Being "midsize" is just not enough for a thrift to compete in the New York metropolitan area, according to John M. Tsimbinos, chairman and chief executive officer of T R Financial Corp.

That is why his $4 billion-asset institution agreed to sell to longtime rival Roslyn Bancorp, Mr. Tsimbinos said in a recent interview.

"The safest course is to go with a bigger and stronger institution," he said.

The 61-year-old executive said his company's decision did not come easily and, "personally, I have mixed feelings. We're putting out a brilliant flame."

Garden City, N.Y.-based T R Financial announced May 26 it would merge with $3.7 billion-asset Roslyn, based in the nearby Long Island town of Roslyn. The new Roslyn Bancorp would have $7.7 billion of assets and 23 branches in Long Island, Brooklyn, and Queens.

Mr. Tsimbinos insisted the $1.1 billion deal would go through by the end of the fourth quarter, despite a recent dip in Roslyn's stock price. "We are very optimistic," he said.
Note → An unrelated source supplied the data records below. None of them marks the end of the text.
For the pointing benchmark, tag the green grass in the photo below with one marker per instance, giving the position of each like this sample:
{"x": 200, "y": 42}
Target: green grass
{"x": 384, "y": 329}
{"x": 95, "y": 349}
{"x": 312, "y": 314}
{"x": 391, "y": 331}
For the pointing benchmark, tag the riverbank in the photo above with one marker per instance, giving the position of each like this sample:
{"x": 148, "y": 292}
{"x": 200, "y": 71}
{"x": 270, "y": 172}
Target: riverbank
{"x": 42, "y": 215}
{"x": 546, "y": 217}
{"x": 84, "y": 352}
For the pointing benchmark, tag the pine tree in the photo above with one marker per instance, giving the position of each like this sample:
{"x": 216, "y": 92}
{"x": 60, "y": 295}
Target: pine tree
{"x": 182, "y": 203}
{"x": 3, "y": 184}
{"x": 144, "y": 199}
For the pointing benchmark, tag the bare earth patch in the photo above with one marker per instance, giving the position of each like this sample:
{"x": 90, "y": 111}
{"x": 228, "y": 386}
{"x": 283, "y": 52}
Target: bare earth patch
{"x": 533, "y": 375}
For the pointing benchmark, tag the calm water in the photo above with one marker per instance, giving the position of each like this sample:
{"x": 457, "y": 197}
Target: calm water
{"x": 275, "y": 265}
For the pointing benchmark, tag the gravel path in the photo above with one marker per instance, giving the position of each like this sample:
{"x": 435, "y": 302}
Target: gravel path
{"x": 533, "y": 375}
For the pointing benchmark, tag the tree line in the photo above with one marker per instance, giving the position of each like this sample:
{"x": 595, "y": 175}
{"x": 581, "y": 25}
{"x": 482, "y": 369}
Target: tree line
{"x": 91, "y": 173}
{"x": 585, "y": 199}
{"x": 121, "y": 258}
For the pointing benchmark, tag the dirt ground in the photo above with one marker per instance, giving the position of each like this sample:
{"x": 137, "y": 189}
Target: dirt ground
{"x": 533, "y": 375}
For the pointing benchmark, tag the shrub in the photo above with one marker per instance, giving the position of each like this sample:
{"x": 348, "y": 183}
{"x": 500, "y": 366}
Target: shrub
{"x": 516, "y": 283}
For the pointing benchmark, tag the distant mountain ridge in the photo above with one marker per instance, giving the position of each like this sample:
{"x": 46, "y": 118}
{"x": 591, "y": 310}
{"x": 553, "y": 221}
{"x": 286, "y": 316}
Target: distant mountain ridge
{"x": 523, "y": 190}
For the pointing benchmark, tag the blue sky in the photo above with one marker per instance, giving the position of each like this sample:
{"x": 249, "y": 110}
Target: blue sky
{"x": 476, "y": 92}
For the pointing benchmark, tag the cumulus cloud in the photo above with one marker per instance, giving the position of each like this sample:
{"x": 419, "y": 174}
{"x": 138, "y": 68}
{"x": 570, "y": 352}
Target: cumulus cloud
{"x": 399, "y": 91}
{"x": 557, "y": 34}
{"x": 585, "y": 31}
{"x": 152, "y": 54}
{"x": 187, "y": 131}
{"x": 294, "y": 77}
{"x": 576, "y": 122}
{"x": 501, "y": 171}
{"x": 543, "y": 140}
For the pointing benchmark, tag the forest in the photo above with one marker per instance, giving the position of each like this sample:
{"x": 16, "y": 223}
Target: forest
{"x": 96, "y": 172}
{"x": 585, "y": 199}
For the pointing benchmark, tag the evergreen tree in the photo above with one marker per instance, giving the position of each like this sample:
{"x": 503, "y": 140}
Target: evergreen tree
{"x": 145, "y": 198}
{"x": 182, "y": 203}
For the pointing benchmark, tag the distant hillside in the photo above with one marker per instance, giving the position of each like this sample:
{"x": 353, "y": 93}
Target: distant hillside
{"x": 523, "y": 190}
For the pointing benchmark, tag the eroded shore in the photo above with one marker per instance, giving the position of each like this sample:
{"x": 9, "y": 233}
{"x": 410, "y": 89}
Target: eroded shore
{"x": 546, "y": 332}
Analysts view the deal as a logical pairing of traditional thrift companies, each with a heavy emphasis on residential mortgages funded by sales of certificates of deposit.
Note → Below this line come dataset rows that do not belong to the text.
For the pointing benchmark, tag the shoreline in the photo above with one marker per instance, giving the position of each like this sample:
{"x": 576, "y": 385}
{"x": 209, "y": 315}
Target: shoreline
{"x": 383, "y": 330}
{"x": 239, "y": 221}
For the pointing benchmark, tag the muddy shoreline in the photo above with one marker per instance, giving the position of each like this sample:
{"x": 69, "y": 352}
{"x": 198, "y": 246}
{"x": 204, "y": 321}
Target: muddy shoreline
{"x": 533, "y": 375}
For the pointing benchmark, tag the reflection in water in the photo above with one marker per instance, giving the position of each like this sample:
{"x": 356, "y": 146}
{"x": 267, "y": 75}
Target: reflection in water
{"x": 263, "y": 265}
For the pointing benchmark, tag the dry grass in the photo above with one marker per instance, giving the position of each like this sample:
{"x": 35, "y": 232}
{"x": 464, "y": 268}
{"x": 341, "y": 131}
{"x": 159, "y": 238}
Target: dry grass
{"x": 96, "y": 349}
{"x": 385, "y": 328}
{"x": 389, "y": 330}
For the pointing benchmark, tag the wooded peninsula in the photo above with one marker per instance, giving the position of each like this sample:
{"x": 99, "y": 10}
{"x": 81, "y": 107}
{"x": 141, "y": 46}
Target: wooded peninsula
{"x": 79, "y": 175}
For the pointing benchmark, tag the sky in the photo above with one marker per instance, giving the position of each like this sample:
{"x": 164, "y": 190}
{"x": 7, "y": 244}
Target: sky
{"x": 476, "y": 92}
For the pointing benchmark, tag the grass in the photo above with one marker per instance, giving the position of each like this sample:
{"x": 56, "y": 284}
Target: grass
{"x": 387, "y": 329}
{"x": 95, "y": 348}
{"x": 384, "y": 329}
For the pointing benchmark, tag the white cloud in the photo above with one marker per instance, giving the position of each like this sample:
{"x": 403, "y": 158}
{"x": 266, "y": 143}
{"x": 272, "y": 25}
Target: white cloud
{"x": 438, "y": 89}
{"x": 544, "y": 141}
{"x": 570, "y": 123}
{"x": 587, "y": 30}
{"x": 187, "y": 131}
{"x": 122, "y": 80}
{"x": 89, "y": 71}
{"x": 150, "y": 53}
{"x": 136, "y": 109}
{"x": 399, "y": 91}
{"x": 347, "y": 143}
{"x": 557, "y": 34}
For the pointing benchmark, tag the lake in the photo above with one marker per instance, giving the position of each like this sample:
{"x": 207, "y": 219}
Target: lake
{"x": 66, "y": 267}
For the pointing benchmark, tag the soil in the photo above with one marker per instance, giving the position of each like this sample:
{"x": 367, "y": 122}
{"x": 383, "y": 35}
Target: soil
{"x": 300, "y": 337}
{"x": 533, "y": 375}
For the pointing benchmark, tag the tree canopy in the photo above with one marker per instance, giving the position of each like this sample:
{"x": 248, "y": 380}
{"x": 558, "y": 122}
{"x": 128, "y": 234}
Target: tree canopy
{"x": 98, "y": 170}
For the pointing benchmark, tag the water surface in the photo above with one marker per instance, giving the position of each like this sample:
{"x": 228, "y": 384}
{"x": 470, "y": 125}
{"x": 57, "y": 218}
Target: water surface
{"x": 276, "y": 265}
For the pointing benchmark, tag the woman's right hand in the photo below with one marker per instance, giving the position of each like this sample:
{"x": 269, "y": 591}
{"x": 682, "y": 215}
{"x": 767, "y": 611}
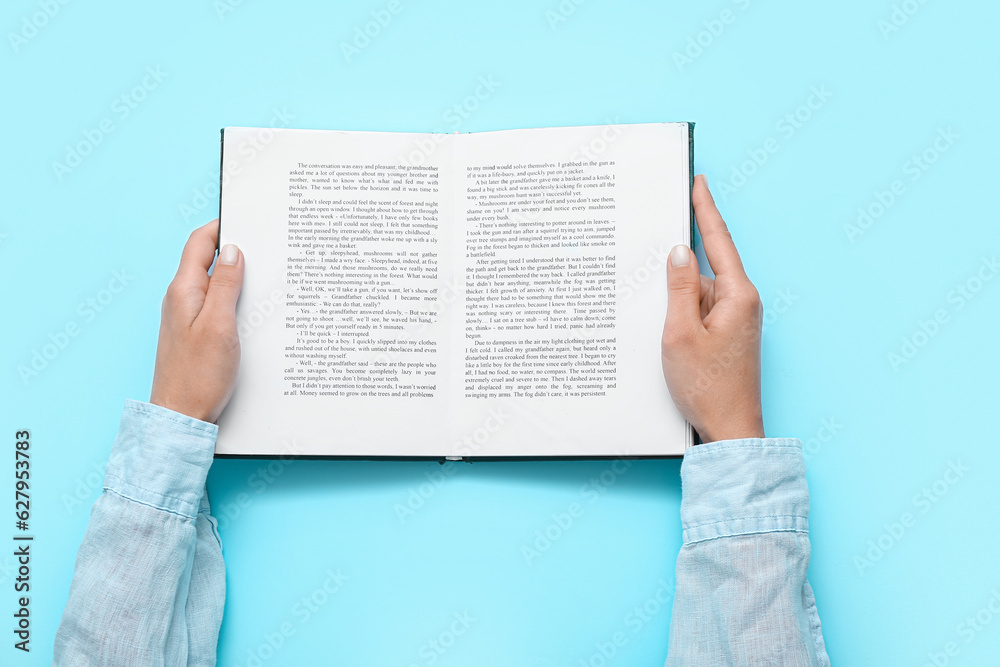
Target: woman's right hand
{"x": 711, "y": 336}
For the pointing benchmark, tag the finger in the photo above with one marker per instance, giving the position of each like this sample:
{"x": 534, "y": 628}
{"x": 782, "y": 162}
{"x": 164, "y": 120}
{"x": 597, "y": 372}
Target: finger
{"x": 719, "y": 246}
{"x": 199, "y": 251}
{"x": 684, "y": 293}
{"x": 707, "y": 296}
{"x": 225, "y": 284}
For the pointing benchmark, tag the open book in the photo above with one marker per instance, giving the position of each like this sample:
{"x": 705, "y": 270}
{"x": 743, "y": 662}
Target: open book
{"x": 495, "y": 294}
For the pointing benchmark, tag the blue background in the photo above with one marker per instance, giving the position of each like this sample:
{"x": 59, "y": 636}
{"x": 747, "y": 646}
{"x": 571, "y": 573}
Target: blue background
{"x": 838, "y": 305}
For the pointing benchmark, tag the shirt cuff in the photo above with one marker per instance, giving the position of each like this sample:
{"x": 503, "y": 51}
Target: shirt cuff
{"x": 161, "y": 458}
{"x": 744, "y": 486}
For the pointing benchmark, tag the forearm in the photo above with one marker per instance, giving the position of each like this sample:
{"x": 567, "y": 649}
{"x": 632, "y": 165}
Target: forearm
{"x": 742, "y": 597}
{"x": 131, "y": 590}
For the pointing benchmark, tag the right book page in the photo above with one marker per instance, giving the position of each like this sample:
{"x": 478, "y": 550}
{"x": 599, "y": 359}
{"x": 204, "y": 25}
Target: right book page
{"x": 562, "y": 236}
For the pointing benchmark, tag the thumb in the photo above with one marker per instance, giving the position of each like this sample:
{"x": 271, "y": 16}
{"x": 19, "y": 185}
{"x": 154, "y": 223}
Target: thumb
{"x": 225, "y": 283}
{"x": 684, "y": 291}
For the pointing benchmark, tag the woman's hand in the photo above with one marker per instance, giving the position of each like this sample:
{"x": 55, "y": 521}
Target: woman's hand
{"x": 198, "y": 353}
{"x": 711, "y": 337}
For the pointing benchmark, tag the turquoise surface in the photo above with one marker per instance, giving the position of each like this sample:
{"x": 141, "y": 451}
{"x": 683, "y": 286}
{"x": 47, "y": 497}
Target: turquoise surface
{"x": 852, "y": 147}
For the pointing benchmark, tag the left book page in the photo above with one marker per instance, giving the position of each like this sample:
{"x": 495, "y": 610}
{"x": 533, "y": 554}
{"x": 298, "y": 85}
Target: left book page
{"x": 348, "y": 243}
Market watchers agreed the deal would probably get done even if Roslyn's share price languishes below the threshold set in the merger agreement.

"I think it's a safe bet the deal will go through, but it may have to be renegotiated," said James Acker, an analyst at Tucker Anthony Inc.
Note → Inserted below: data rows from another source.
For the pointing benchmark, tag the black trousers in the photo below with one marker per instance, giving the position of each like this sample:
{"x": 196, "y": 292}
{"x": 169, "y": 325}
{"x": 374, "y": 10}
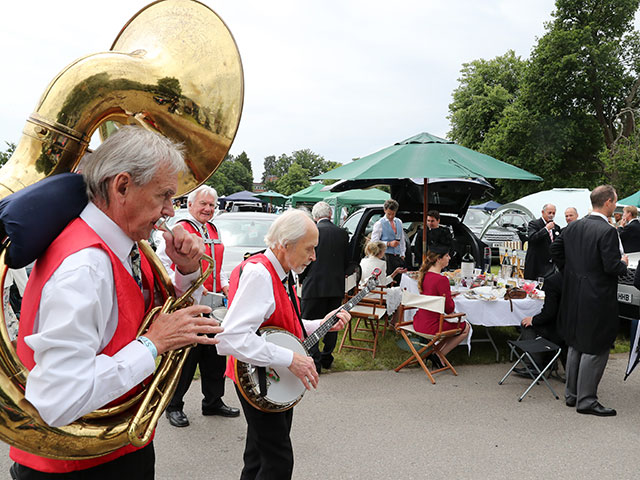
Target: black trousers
{"x": 314, "y": 308}
{"x": 268, "y": 453}
{"x": 212, "y": 367}
{"x": 139, "y": 465}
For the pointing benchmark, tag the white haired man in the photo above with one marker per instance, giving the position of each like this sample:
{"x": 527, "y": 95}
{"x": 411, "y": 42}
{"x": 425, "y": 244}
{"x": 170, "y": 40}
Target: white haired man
{"x": 542, "y": 233}
{"x": 202, "y": 204}
{"x": 88, "y": 294}
{"x": 323, "y": 280}
{"x": 258, "y": 298}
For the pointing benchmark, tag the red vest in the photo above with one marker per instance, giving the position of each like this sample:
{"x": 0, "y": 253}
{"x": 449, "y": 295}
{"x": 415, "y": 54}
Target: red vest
{"x": 284, "y": 315}
{"x": 218, "y": 249}
{"x": 131, "y": 310}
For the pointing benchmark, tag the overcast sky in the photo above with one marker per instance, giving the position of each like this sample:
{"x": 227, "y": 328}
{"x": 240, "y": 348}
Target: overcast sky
{"x": 343, "y": 78}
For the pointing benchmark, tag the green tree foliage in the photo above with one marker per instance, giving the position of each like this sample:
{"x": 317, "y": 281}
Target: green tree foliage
{"x": 6, "y": 155}
{"x": 230, "y": 177}
{"x": 294, "y": 180}
{"x": 575, "y": 96}
{"x": 281, "y": 167}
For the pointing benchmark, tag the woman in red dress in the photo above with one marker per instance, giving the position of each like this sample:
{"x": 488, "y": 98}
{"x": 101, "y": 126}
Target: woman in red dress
{"x": 432, "y": 282}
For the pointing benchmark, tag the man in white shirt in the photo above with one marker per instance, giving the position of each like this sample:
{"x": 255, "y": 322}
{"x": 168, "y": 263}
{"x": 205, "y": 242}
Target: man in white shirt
{"x": 259, "y": 298}
{"x": 390, "y": 231}
{"x": 202, "y": 204}
{"x": 87, "y": 296}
T R Financial had been touted as an acquisition candidate for at least a year as other metropolitan area thrifts went to larger competitors.

Many former mutual thrifts-those owned by depositors-converted to stock ownership to raise equity for these deals, analysts said. They include Roslyn, which went public last year, and T R Financial, which first offered shares in 1993.

Mr. Tsimbinos guided his company from the brink of failure in 1982 to healthy profitability, with a 16% return on equity and an efficiency ratio of 46% for 1997.

But analysts said Mr. Tsimbinos probably could not refuse Roslyn's rich offer, valued at 3.9 times book value.

"I think he recognized that an entity his size would have difficulty over the long run," Mr. Acker said. "They were going to hit a wall where further revenue growth and profit gains would be difficult if not impossible to achieve."

Mr. Tsimbinos, a son of Greek immigrants who grew up in New York, took his first job in banking as a teller at the now defunct Union Dime Bank in Brooklyn 39 years ago.

He joined Roosevelt Savings Bank, the principal operating unit of T R Financial, in 1982 as executive vice president and chief administrative officer.

Mr. Tsimbinos said the company's operating philosophy has been "hard work and basic banking." He said he will continue that strategy as chairman of the new Roslyn. "One way or the other, we are going to grow that bank."

Speculation had long been that Astoria Financial Corp., North Fork Bancorp, Dime Bancorp, or Greenpoint Financial Corp. would buy T R Financial.

Mr. Tsimbinos said his board considered "all alternatives," but he relished the fact that he chose a merger partner few, if any, had predicted.